Diploid Derivatives of Ustilago violacea with Altered Mating-Type Activity. I. Isolation and Properties

Abstract

Freshly isolated a1a2 diploid cells of Ustilago violacea grow in the vegetative phase (VP) by budding at temperatures above 20 C on complete medium but differentiate into sexual-precursor-phase (SPP) cells at temperatures below 20 C. At frequencies as high as 0.5%, strains arise spontaneously which lack the ability to differentiate into SPP cells under low temperatures. The strains are called opaque because their VP colonies are opaque as opposed to the translucent colonies of SPP cells. Three types of opaque strains are described: op-N (neutral in mating), op-a1 (a1 mating ability), and op-a2 (a2 mating ability). Analysis of all three types by mitotic haploidization indicates that they are still diploid and heterozygous for all marked chromosomes.
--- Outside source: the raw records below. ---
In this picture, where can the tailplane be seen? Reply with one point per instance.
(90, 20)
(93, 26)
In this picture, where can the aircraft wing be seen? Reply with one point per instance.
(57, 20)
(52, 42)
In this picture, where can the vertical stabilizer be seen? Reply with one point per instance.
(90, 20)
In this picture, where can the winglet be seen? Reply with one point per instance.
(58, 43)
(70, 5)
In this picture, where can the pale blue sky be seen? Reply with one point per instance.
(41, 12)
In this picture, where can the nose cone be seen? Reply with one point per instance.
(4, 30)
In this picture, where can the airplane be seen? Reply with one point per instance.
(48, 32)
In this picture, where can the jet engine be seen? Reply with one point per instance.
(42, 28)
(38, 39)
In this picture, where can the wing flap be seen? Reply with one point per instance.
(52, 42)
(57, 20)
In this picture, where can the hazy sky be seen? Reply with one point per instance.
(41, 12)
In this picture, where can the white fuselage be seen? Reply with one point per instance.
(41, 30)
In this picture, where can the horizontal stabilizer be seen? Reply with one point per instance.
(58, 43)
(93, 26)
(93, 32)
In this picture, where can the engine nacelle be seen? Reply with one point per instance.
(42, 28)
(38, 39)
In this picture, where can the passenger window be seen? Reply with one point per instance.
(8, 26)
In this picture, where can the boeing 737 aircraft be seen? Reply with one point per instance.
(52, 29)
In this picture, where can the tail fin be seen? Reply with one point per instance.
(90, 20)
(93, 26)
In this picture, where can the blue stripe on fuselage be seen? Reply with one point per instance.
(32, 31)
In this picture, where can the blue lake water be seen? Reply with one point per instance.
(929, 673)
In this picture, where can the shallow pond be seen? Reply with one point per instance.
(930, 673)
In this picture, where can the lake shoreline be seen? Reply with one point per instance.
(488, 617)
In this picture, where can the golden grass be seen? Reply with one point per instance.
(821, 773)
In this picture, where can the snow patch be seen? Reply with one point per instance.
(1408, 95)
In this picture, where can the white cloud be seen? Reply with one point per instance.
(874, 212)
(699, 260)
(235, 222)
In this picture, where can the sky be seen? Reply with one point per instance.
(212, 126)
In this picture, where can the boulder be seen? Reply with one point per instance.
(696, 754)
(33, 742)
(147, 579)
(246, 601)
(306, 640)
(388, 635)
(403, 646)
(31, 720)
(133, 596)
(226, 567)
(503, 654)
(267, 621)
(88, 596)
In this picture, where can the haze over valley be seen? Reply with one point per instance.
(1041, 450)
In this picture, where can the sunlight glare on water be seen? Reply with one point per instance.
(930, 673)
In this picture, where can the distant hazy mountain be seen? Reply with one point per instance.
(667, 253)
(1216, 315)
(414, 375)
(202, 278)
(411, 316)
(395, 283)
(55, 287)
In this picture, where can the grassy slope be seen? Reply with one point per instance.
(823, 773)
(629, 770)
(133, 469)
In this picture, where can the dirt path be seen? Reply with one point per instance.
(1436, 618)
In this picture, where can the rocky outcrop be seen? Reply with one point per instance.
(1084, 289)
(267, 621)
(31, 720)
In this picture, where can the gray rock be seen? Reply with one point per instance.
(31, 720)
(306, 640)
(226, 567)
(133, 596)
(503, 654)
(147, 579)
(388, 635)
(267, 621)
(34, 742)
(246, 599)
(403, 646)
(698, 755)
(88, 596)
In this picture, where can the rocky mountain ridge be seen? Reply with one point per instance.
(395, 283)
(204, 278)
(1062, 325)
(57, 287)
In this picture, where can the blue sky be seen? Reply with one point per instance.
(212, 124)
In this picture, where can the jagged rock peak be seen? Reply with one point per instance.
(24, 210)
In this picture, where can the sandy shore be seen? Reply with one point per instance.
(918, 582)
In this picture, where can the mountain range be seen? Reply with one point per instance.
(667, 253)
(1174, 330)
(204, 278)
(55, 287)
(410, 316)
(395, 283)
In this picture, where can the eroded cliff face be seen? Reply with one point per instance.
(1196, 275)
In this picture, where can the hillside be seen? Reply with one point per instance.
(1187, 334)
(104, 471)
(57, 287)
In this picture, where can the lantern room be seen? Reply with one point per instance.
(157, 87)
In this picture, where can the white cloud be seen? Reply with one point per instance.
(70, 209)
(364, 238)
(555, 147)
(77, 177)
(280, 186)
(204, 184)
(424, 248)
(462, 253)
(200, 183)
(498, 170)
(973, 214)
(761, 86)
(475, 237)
Only the mating-type locus (and perhaps chromosome) appears to be altered during their formation. The op-N strains vary, some producing haploids of both mating types and others producing only one type of haploid (mainly a2). These op-N were still capable of differentiation into SPP but only under altered conditions of temperatures and nutrient. At least some op-N were solopathogenic, like the original diploid. The op-a1 and op-a2 strains yielded only the corresponding mating-type alleles on haploidization, could not develop into SPP cells under any conditions, and were not solopathogenic. Complementation tests indicated that the genes for SPP development were not impaired in either of these strains. Although the overall level of opaque formation was much higher, ultraviolet light induced opaque formation to the same extent as it induced mitotic crossing-over near a variety of genetic markers. It is, therefore, likely that op-a1 and op-a2 strains represent homozygous a1a1 and a2a2 strains formed by mitotic recombination. Possible mechanisms for the origin of opaques are discussed.